Some transformation formulas associated with Askey-Wilson polynomials and Lassalle's formulas for Macdonald-Koornwinder polynomials

TL;DR

This paper derives a series expansion for Askey-Wilson polynomials using advanced hypergeometric series transformations and applies it to explicitly formulate Koornwinder and Macdonald polynomials, confirming Lassalle's conjectures.

Contribution

It introduces a new series expansion for Askey-Wilson polynomials and provides explicit formulas for Koornwinder and Macdonald polynomials, proving Lassalle's conjectures.

Findings

Derived a fourfold series expansion for Askey-Wilson polynomials.

Explicit formulas for Koornwinder polynomials of type BCn.

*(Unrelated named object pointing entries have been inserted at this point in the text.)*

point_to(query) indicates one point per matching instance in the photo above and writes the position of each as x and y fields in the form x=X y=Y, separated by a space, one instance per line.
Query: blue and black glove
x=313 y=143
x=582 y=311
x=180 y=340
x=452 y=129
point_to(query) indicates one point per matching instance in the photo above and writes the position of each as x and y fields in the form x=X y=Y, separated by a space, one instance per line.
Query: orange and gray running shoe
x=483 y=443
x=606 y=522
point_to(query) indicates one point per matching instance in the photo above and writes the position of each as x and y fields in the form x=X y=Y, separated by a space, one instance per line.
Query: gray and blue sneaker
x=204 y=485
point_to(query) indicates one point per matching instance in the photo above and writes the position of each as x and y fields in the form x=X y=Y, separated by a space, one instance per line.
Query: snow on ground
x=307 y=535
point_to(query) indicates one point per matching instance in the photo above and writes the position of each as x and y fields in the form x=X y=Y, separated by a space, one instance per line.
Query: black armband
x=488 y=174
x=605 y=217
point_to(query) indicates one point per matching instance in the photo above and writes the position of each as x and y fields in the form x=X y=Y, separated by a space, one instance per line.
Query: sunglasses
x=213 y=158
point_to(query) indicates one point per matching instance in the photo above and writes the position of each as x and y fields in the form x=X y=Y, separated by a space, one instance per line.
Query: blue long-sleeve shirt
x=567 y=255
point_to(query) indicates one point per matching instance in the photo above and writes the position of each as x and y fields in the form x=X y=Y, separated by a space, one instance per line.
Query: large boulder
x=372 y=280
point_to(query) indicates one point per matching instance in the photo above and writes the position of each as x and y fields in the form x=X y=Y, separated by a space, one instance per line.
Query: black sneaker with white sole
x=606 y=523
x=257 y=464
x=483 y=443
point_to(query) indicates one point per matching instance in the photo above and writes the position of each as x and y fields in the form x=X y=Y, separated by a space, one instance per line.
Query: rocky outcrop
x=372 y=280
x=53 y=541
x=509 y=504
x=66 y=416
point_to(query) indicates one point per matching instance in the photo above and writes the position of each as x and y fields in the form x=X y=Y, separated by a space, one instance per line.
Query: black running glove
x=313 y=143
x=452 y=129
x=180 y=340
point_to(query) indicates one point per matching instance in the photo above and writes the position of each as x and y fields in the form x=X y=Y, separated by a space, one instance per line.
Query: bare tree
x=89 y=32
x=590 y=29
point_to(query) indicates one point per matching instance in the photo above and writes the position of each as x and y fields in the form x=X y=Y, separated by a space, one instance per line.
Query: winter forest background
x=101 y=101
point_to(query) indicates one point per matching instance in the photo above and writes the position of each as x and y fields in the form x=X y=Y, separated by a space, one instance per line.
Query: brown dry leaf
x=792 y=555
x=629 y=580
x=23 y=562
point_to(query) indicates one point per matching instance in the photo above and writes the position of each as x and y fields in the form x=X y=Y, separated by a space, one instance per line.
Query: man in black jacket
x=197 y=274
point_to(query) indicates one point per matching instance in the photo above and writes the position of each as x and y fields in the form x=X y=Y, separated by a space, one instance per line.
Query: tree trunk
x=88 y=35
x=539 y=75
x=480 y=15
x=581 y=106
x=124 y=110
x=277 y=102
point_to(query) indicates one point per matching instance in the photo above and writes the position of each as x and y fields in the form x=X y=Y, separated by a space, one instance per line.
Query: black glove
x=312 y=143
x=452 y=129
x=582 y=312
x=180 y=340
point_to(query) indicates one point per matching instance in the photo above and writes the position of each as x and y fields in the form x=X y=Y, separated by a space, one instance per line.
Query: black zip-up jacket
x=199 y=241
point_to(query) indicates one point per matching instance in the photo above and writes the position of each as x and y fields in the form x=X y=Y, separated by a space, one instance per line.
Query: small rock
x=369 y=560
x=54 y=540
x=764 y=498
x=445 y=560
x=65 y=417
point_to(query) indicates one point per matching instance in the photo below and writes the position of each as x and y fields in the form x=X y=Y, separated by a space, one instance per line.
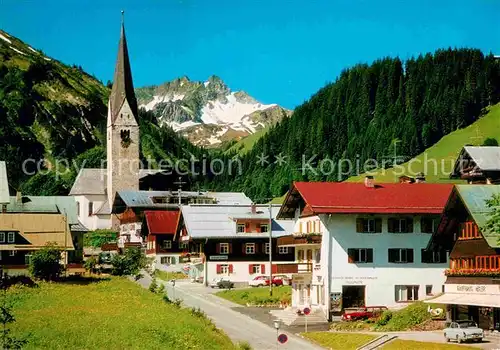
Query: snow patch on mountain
x=5 y=38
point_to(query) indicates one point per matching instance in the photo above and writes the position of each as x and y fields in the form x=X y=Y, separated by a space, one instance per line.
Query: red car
x=362 y=313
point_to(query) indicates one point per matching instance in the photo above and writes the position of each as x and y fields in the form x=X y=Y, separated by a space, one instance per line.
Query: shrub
x=384 y=318
x=153 y=285
x=46 y=263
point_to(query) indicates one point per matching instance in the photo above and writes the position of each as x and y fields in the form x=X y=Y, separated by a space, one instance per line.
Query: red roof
x=351 y=197
x=162 y=221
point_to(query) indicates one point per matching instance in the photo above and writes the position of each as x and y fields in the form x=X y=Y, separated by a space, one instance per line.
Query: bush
x=130 y=263
x=46 y=263
x=153 y=285
x=384 y=318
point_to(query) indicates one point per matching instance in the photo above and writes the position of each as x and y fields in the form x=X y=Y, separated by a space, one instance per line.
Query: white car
x=258 y=281
x=461 y=331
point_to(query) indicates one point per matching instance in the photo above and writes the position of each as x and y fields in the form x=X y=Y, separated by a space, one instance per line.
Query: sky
x=279 y=51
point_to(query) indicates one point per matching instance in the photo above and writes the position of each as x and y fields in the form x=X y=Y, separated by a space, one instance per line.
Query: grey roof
x=218 y=221
x=46 y=204
x=485 y=157
x=94 y=181
x=4 y=184
x=144 y=199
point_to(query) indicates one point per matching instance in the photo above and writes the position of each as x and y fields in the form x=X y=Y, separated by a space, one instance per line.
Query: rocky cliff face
x=208 y=113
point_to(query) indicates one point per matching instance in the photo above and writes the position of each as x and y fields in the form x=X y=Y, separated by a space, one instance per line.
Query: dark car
x=225 y=284
x=362 y=313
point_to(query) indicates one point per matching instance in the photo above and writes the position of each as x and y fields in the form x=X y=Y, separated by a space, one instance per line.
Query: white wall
x=93 y=222
x=379 y=277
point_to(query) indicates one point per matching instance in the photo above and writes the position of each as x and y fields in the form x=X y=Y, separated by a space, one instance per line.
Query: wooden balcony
x=468 y=230
x=482 y=265
x=299 y=239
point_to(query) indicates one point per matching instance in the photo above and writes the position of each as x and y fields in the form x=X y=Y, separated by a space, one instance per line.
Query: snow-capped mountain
x=208 y=113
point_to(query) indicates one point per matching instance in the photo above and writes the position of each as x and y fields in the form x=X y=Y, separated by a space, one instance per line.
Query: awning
x=486 y=300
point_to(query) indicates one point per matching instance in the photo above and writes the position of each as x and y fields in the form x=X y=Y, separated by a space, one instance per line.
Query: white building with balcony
x=364 y=244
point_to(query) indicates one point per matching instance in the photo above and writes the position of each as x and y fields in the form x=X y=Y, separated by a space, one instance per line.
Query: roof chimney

Confirmed Lassalle's conjectures for Macdonald polynomials with one row diagram.

Abstract

We present a fourfold series expansion representing the Askey-Wilson polynomials. To obtain the result, a sequential use is made of several summation and transformation formulas for the basic hypergeometric series, including the Verma's q-extension of the Field and Wimp expansion, Andrews' terminating q-analogue of Watson's 3F2 sum, Singh's quadratic transformation. As an application, we present an explicit formula for the Koornwinder polynomial of type BCn (n in Z_>0) with one row diagram. When the parameters are specialized, we recover Lassalle's formula for Macdonald polynomials of type Bn, Cn and Dn with one row diagram, thereby proving his conjectures.